Methods Inf Med. 1980 Apr;19(2):99-105.

适应医学语言特点的快速精确字符串模式匹配算法。

Fast exact string pattern-matching algorithms adapted to the characteristics of the medical language.

作者信息

Lovis C, Baud R H

机构信息

Puget Sound Health Care System, Seattle, Washington, USA.

出版信息

J Am Med Inform Assoc. 2000 Jul-Aug;7(4):378-91. doi: 10.1136/jamia.2000.0070378.

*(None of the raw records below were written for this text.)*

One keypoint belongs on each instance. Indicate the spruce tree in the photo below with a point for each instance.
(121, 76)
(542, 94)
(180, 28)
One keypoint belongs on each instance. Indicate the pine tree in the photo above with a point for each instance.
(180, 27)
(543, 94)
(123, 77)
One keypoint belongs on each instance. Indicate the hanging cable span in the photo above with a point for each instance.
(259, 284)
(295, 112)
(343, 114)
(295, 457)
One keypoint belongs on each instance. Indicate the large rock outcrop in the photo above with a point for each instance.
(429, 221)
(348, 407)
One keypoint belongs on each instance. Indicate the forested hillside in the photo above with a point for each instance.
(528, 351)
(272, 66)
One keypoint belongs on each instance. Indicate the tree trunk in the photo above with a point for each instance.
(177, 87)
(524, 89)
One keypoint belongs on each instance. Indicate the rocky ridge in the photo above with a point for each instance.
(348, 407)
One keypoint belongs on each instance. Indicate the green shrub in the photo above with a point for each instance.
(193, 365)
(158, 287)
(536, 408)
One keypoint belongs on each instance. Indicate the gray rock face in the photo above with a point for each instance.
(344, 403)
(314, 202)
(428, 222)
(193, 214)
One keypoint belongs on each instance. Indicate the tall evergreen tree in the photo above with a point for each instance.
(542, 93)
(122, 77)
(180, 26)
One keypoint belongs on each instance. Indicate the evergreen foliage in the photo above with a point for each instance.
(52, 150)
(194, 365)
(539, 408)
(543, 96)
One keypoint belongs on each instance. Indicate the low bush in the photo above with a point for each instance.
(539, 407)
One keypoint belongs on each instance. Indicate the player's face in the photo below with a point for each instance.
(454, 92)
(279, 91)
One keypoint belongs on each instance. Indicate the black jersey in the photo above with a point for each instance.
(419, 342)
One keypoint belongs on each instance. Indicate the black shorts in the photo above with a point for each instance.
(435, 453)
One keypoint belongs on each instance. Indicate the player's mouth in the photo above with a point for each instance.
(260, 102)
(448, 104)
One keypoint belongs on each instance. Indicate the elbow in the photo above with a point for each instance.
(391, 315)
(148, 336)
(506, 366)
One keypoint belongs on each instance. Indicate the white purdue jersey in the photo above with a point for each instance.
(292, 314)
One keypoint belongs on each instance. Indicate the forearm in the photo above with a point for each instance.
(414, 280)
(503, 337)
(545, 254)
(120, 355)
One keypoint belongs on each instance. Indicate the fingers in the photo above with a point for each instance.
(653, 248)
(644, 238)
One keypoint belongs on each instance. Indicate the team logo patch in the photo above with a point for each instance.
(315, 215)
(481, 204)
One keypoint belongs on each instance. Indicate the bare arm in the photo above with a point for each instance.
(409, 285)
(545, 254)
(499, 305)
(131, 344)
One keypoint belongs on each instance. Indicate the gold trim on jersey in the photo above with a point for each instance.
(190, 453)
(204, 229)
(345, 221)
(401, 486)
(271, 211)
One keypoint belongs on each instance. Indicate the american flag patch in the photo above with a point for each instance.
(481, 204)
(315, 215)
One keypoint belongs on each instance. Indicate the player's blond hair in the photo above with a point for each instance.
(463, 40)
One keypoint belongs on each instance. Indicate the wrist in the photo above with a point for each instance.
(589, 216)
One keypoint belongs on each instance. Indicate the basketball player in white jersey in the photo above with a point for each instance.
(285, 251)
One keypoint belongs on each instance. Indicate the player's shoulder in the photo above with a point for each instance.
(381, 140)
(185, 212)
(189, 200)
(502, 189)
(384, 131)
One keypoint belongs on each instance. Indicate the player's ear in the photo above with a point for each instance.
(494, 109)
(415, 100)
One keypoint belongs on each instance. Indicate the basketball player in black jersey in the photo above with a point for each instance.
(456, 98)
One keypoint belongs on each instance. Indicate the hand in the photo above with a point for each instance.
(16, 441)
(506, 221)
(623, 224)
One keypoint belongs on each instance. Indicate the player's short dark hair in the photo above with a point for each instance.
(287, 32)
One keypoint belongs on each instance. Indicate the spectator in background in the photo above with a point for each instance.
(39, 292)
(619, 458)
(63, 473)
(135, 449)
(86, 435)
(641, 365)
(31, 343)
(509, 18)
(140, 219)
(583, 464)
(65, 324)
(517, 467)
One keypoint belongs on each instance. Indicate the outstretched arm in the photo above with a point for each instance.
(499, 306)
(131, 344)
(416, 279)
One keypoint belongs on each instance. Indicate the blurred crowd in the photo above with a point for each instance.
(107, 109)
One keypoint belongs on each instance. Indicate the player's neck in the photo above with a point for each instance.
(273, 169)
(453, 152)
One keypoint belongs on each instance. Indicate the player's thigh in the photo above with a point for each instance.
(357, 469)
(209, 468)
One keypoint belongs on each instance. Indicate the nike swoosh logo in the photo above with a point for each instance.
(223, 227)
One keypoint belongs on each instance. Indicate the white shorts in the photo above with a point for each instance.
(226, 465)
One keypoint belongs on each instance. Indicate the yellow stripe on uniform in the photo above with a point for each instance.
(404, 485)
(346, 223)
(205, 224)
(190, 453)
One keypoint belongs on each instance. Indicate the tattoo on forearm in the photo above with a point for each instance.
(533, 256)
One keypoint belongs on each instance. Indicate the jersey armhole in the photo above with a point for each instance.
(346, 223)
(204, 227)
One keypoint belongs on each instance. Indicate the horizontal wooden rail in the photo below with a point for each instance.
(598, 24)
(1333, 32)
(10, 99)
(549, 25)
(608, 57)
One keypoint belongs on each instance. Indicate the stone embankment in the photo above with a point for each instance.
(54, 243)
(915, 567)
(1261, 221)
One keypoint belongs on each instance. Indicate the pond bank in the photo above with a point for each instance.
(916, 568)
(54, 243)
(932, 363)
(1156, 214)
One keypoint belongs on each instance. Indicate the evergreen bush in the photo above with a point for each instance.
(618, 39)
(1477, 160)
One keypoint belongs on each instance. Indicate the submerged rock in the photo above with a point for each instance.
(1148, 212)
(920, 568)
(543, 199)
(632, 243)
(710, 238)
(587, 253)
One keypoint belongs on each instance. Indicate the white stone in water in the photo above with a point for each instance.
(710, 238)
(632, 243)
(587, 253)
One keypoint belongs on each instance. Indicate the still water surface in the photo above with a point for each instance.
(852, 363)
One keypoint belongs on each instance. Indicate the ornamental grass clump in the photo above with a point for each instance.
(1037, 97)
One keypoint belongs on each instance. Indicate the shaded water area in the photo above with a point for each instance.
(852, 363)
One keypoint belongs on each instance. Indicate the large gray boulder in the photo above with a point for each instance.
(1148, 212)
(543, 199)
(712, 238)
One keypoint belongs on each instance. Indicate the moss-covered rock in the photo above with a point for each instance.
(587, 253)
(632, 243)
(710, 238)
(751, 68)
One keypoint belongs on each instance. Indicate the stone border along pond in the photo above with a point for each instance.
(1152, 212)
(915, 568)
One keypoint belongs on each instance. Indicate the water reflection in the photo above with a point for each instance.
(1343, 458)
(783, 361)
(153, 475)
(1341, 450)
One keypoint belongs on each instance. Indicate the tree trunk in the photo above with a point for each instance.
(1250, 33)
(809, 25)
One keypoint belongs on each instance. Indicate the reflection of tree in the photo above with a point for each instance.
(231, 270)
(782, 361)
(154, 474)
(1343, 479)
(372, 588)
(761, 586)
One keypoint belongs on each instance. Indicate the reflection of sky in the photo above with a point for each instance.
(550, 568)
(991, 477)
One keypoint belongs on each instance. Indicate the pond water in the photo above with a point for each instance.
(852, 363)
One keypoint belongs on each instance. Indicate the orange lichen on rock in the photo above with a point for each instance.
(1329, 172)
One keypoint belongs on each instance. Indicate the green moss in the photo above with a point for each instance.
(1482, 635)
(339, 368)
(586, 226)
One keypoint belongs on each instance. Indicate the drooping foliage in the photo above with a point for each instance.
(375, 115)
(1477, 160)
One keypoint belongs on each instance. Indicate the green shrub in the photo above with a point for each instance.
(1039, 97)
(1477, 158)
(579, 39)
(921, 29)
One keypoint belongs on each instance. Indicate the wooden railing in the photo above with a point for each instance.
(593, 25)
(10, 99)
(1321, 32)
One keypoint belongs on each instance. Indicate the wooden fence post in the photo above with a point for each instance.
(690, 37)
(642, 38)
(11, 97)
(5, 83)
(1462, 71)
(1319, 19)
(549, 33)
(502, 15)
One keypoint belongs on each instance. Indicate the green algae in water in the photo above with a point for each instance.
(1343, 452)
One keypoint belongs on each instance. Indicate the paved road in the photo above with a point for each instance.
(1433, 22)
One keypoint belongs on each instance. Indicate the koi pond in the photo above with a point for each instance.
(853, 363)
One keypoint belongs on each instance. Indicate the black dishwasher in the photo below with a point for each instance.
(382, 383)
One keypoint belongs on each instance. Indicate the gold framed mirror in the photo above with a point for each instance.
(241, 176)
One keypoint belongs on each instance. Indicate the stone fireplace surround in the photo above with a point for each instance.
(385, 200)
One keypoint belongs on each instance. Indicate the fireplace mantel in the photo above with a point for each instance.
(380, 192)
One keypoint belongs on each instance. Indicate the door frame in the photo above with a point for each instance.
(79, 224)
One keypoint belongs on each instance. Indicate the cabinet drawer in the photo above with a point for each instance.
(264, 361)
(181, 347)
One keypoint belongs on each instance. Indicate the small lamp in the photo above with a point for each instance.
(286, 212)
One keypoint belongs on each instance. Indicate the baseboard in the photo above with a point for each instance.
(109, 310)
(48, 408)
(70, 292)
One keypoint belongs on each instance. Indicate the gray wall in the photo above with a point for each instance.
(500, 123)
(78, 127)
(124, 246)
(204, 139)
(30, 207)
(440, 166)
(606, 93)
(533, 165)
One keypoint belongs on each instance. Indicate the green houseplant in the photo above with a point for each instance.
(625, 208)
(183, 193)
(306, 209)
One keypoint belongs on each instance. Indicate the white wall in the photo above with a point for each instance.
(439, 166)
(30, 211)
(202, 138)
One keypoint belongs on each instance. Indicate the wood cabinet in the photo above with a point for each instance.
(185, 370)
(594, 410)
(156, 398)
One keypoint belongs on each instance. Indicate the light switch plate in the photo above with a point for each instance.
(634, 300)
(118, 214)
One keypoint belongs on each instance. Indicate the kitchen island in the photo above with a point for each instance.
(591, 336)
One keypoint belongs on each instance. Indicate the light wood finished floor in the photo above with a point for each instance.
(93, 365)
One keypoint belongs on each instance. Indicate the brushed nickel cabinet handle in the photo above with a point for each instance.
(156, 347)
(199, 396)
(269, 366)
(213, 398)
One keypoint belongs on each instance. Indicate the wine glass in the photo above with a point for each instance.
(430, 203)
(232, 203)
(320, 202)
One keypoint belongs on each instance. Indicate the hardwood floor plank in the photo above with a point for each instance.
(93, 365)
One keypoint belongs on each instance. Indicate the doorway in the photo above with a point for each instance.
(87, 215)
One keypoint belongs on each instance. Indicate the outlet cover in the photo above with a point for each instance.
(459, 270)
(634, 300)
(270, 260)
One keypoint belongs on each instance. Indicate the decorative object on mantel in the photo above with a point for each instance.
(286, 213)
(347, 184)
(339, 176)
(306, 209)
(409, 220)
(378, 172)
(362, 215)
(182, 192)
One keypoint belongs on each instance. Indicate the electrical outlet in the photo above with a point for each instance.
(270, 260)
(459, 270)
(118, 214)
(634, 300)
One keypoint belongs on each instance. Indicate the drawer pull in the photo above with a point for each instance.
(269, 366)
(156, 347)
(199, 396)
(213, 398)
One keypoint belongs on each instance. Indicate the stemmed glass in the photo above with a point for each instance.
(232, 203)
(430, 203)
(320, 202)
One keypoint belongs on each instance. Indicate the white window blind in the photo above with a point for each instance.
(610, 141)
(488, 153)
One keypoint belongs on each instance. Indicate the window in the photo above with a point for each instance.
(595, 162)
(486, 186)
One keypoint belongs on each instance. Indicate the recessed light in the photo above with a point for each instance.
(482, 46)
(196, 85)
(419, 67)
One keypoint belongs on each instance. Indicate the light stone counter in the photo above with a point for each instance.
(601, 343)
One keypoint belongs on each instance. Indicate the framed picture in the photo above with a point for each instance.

DOI:10.1136/jamia.2000.0070378
PMID:10887166
原文链接:https://pmc.ncbi.nlm.nih.gov/articles/PMC61442/
Abstract

OBJECTIVE

The authors consider the problem of exact string pattern matching using algorithms that do not require any preprocessing. To choose the most appropriate algorithm, distinctive features of the medical language must be taken into account. The characteristics of medical language are emphasized in this regard, the best algorithm of those reviewed is proposed, and detailed evaluations of time complexity for processing medical texts are provided.

DESIGN

The authors first illustrate and discuss the techniques of various string pattern-matching algorithms. Next, the source code and the behavior of representative exact string pattern-matching algorithms are presented in a comprehensive manner to promote their implementation. Detailed explanations of the use of various techniques to improve performance are given.

MEASUREMENTS

Real-time measures of time complexity with English medical texts are presented. They lead to results distinct from those found in the computer science literature, which are typically computed with normally distributed texts.

RESULTS

The Boyer-Moore-Horspool algorithm achieves the best overall results when used with medical texts. This algorithm usually performs at least twice as fast as the other algorithms tested.

CONCLUSION

The time performance of exact string pattern matching can be greatly improved if an efficient algorithm is used. Considering the growing amount of text handled in the electronic patient record, it is worth implementing this efficient algorithm.

摘要

目的

作者考虑使用无需任何预处理的算法来解决精确字符串模式匹配问题。为了选择最合适的算法,必须考虑医学语言的独特特征。在此方面强调了医学语言的特点,提出了所审查算法中最佳的算法,并提供了处理医学文本的时间复杂度的详细评估。

设计

作者首先说明并讨论各种字符串模式匹配算法的技术。接下来,全面展示代表性精确字符串模式匹配算法的源代码和行为,以促进其实现。给出了使用各种技术提高性能的详细解释。

测量

给出了对英文医学文本时间复杂度的实时测量结果。这些结果与计算机科学文献中的结果不同,后者通常是用正态分布文本计算得出的。

结果

Boyer-Moore-Horspool算法与医学文本一起使用时能取得最佳的总体结果。该算法的执行速度通常至少是其他测试算法的两倍。

结论

如果使用高效算法,精确字符串模式匹配的时间性能可以大大提高。考虑到电子病历中处理的文本量不断增加,值得实施这种高效算法。